Il a poursuivi en affirmant : « Les révélations de Human Rights Watch corroborent nos dénonciations de longue date. Elles apporteront un soutien additionnel aux procédures judiciaires déjà en cours. Les actes documentés constituent des crimes graves, notamment des crimes de guerre, pour lesquels la justice nationale et internationale est déjà ou sera prochainement saisie. »

Patrick Muyaya a par ailleurs réitéré l’engagement indéfectible de son gouvernement à maintenir la pression sur Kigali et l’AFC/M23, sur tous les fronts, pour que la République démocratique du Congo puisse recouvrer pleinement ses droits et sa dignité africaine.

« Nous maîtrisons la nature et les tactiques de l’agresseur, et nous le poursuivrons sans relâche », a déclaré Patrick Muyaya. Il a ajouté que « si les rapports de Human Rights Watch et Global Witness ne couvrent pas l’intégralité de la réalité sur le terrain, ils complètent néanmoins les enquêtes de nos propres services et renforcent significativement notre stratégie de riposte. »

Le porte-parole a souligné que la réaction de l’État congolais dépassait les simples déclarations publiques. Il a rappelé les récentes sanctions imposées par les États-Unis à des officiers de l’armée rwandaise, y voyant une confirmation de l’implication de cette armée dans des réseaux illicites d’exploitation et de commerce de minerais. Ces mesures, a-t-il précisé, s’inscrivent dans une démarche plus vaste de lutte contre ces pratiques.

« Notre gouvernement ne se contente pas de communiqués, mais agit concrètement », a martelé Patrick Muyaya. « Les sanctions américaines contre des commandants de l’armée rwandaise attestent de son rôle dans les filières illégales de minerais. Toutes ces affaires font déjà l’objet de procédures judiciaires et d’initiatives qui seront amplifiées dans les semaines à venir. »

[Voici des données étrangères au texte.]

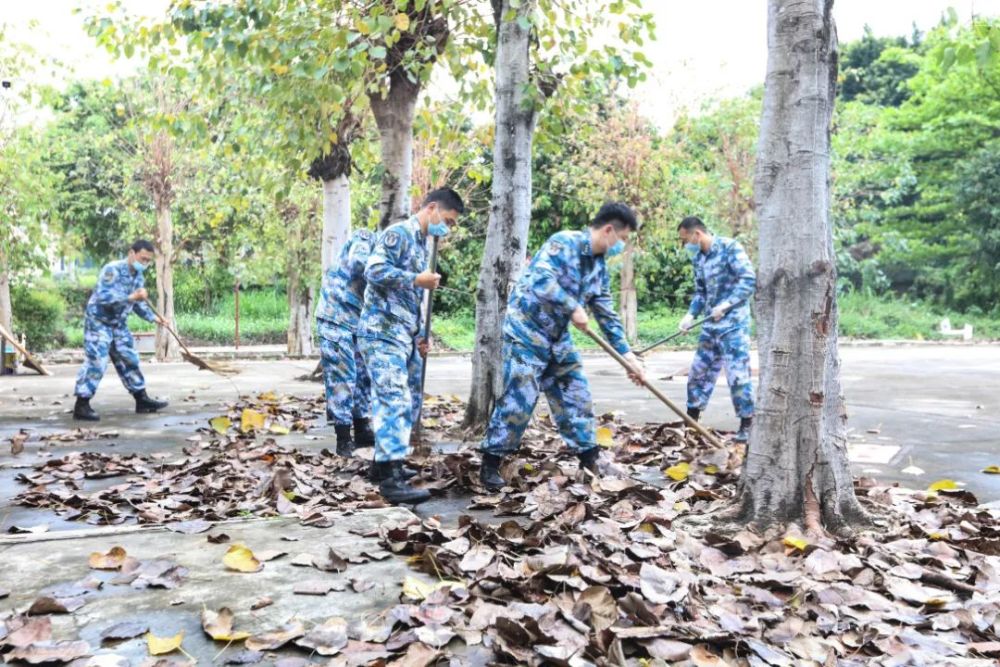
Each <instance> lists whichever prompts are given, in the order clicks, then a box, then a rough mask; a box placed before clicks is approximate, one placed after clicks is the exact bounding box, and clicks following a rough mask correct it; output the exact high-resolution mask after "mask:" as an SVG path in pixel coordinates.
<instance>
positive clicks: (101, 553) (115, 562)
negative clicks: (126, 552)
mask: <svg viewBox="0 0 1000 667" xmlns="http://www.w3.org/2000/svg"><path fill="white" fill-rule="evenodd" d="M127 557H128V554H126V553H125V550H124V549H122V548H121V547H114V548H112V549H111V551H109V552H108V553H106V554H102V553H100V552H98V551H95V552H94V553H92V554H90V567H91V569H93V570H117V569H119V568H120V567H121V566H122V564H123V563H124V562H125V559H126V558H127Z"/></svg>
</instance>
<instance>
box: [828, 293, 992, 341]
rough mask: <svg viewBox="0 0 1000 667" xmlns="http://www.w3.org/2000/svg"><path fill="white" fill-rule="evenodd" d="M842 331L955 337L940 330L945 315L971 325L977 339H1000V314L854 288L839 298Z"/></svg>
mask: <svg viewBox="0 0 1000 667" xmlns="http://www.w3.org/2000/svg"><path fill="white" fill-rule="evenodd" d="M837 303H838V305H839V306H840V335H841V336H843V337H846V338H861V339H872V340H875V339H897V340H942V339H950V340H954V338H953V337H950V336H943V335H941V334H940V333H939V328H940V325H941V320H942V318H945V317H947V318H949V319H950V320H951V326H952V327H954V328H956V329H958V328H961V327H963V326H964V325H965V323H966V322H968V323H969V324H971V325H972V333H973V336H974V337H975V339H976V340H997V339H1000V314H997V315H993V316H989V315H965V314H962V313H956V312H953V311H947V310H940V309H937V308H933V307H930V306H928V305H927V304H923V303H919V302H916V303H915V302H909V301H905V300H903V299H889V298H885V297H875V296H870V295H866V294H862V293H860V292H851V293H848V294H844V295H842V296H841V297H840V298H839V299H838V302H837Z"/></svg>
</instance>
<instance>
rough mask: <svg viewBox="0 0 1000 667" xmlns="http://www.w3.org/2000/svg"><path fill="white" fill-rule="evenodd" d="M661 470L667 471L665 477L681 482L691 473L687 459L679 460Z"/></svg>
mask: <svg viewBox="0 0 1000 667" xmlns="http://www.w3.org/2000/svg"><path fill="white" fill-rule="evenodd" d="M663 472H665V473H667V477H669V478H670V479H672V480H674V481H675V482H683V481H684V480H685V479H687V477H688V475H690V474H691V464H690V463H688V462H687V461H681V462H680V463H678V464H677V465H672V466H670V467H669V468H667V469H666V470H664V471H663Z"/></svg>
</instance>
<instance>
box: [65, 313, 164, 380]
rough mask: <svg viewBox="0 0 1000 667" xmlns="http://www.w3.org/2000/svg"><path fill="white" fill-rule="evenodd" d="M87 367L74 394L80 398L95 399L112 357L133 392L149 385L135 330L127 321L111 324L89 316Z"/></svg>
mask: <svg viewBox="0 0 1000 667" xmlns="http://www.w3.org/2000/svg"><path fill="white" fill-rule="evenodd" d="M83 352H84V355H85V357H84V361H83V367H82V368H80V372H79V374H77V376H76V389H75V390H74V393H75V394H76V395H77V396H79V397H80V398H92V397H93V396H94V394H95V393H97V385H99V384H100V383H101V378H103V377H104V371H106V370H107V368H108V357H111V362H112V363H113V364H114V365H115V370H116V371H118V377H120V378H121V381H122V384H123V385H125V389H127V390H128V391H129V393H131V394H134V393H135V392H137V391H141V390H143V389H145V388H146V380H145V378H143V376H142V371H141V370H139V353H138V352H136V351H135V341H134V340H133V339H132V332H131V331H129V329H128V327H127V326H126V325H125V324H121V325H119V326H115V327H113V326H110V325H107V324H103V323H101V322H98V321H97V320H95V319H93V318H91V317H88V318H87V319H86V321H85V322H84V325H83Z"/></svg>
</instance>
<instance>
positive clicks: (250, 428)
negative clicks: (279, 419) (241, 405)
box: [240, 408, 264, 433]
mask: <svg viewBox="0 0 1000 667" xmlns="http://www.w3.org/2000/svg"><path fill="white" fill-rule="evenodd" d="M262 428H264V415H263V414H262V413H260V412H257V411H256V410H251V409H250V408H243V414H242V415H241V416H240V430H241V431H243V432H244V433H246V432H248V431H252V430H255V429H262Z"/></svg>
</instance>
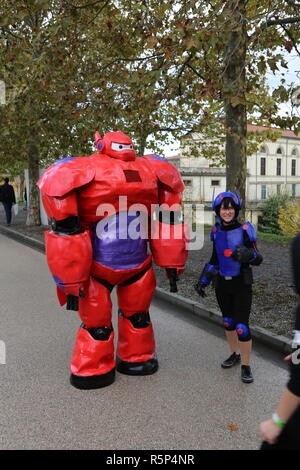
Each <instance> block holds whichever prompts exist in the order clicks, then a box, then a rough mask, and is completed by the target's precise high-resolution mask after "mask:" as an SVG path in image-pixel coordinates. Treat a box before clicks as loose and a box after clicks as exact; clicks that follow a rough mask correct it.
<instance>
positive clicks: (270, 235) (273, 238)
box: [257, 231, 294, 244]
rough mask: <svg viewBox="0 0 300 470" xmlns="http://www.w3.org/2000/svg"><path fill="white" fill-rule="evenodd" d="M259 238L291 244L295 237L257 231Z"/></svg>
mask: <svg viewBox="0 0 300 470" xmlns="http://www.w3.org/2000/svg"><path fill="white" fill-rule="evenodd" d="M257 238H258V239H259V240H263V241H265V242H270V243H280V244H281V243H284V244H290V243H291V241H292V240H293V238H294V237H288V236H286V235H281V234H277V233H265V232H260V231H258V232H257Z"/></svg>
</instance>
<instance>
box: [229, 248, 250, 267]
mask: <svg viewBox="0 0 300 470" xmlns="http://www.w3.org/2000/svg"><path fill="white" fill-rule="evenodd" d="M231 258H233V259H234V260H235V261H238V262H239V263H249V261H250V260H251V259H252V258H254V255H253V250H252V248H247V247H246V246H243V245H238V246H237V247H236V249H235V250H234V252H233V253H232V254H231Z"/></svg>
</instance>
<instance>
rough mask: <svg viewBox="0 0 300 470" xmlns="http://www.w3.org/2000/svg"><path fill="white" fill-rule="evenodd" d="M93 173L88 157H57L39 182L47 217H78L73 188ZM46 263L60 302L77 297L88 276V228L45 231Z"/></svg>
mask: <svg viewBox="0 0 300 470" xmlns="http://www.w3.org/2000/svg"><path fill="white" fill-rule="evenodd" d="M94 174H95V169H94V167H93V164H92V160H89V159H88V157H82V158H75V159H73V158H70V159H63V160H59V161H58V162H56V163H54V164H53V165H51V166H50V167H49V168H48V169H47V170H46V171H45V172H44V173H43V175H42V177H41V178H40V180H39V181H38V183H37V184H38V186H39V188H40V190H41V193H42V199H43V203H44V206H45V210H46V213H47V215H48V217H50V218H52V219H55V220H56V221H64V219H68V218H69V217H70V218H71V217H72V216H78V206H77V194H76V189H77V188H79V187H81V186H82V185H85V184H87V183H89V182H90V181H91V180H92V179H93V177H94ZM45 239H46V256H47V262H48V265H49V268H50V271H51V273H52V276H53V278H54V281H55V283H56V285H57V294H58V299H59V302H60V304H61V305H63V304H64V303H65V302H66V296H67V295H68V294H72V295H75V296H78V295H79V294H80V292H81V291H83V290H84V287H85V283H86V281H88V279H89V275H90V269H91V263H92V244H91V239H90V235H89V232H88V231H85V232H84V231H82V232H81V233H80V229H79V231H77V233H76V232H75V234H68V233H67V232H66V233H65V232H64V230H60V231H56V232H53V231H52V230H50V231H47V232H45Z"/></svg>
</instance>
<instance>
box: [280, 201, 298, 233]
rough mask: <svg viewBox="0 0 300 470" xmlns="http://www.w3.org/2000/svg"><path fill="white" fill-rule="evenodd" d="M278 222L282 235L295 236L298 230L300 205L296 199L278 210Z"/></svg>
mask: <svg viewBox="0 0 300 470" xmlns="http://www.w3.org/2000/svg"><path fill="white" fill-rule="evenodd" d="M278 224H279V226H280V229H281V232H282V233H283V234H284V235H287V236H290V237H295V236H296V235H297V234H298V233H299V232H300V207H299V204H297V202H296V201H291V202H289V203H288V204H287V206H286V207H282V208H281V209H280V210H279V217H278Z"/></svg>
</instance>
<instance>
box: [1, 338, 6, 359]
mask: <svg viewBox="0 0 300 470" xmlns="http://www.w3.org/2000/svg"><path fill="white" fill-rule="evenodd" d="M0 364H2V365H4V364H6V345H5V343H4V341H0Z"/></svg>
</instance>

Ces nouvelles révélations viennent s’ajouter à un corpus d’enquêtes antérieures documentant les violations des droits humains et le pillage des richesses naturelles dans l’Est de la République démocratique du Congo. Elles s’inscrivent dans un climat tendu, caractérisé par l’avancée de l’AFC/M23, une entité rebelle que Kinshasa, ainsi que plusieurs rapports internationaux, accusent d’être soutenue par le Rwanda. Ce mouvement contrôle d’importantes étendues dans les provinces du Nord-Kivu et du Sud-Kivu. Les données de Global Witness relancent le débat sur l’efficience des dispositifs mondiaux visant à prévenir l’intégration de minerais issus de zones de conflit dans les circuits d’approvisionnement internationaux.

Depuis des années, le gouvernement de la République démocratique du Congo maintient que l’instabilité chronique dans l’Est du pays est intrinsèquement liée à des enjeux économiques, notamment l’exploitation illégale des ressources minières. Kinshasa qualifie ce conflit de « guerre économique », dont l’objectif est le pillage des minerais congolais. Kigali, de son côté, rejette catégoriquement ces allégations, niant toute implication dans l’exploitation illicite des richesses naturelles de la RDC et dans la déstabilisation de sa région orientale. Malgré les défis, la résilience Afrique se manifeste dans la détermination de la RDC à défendre ses intérêts.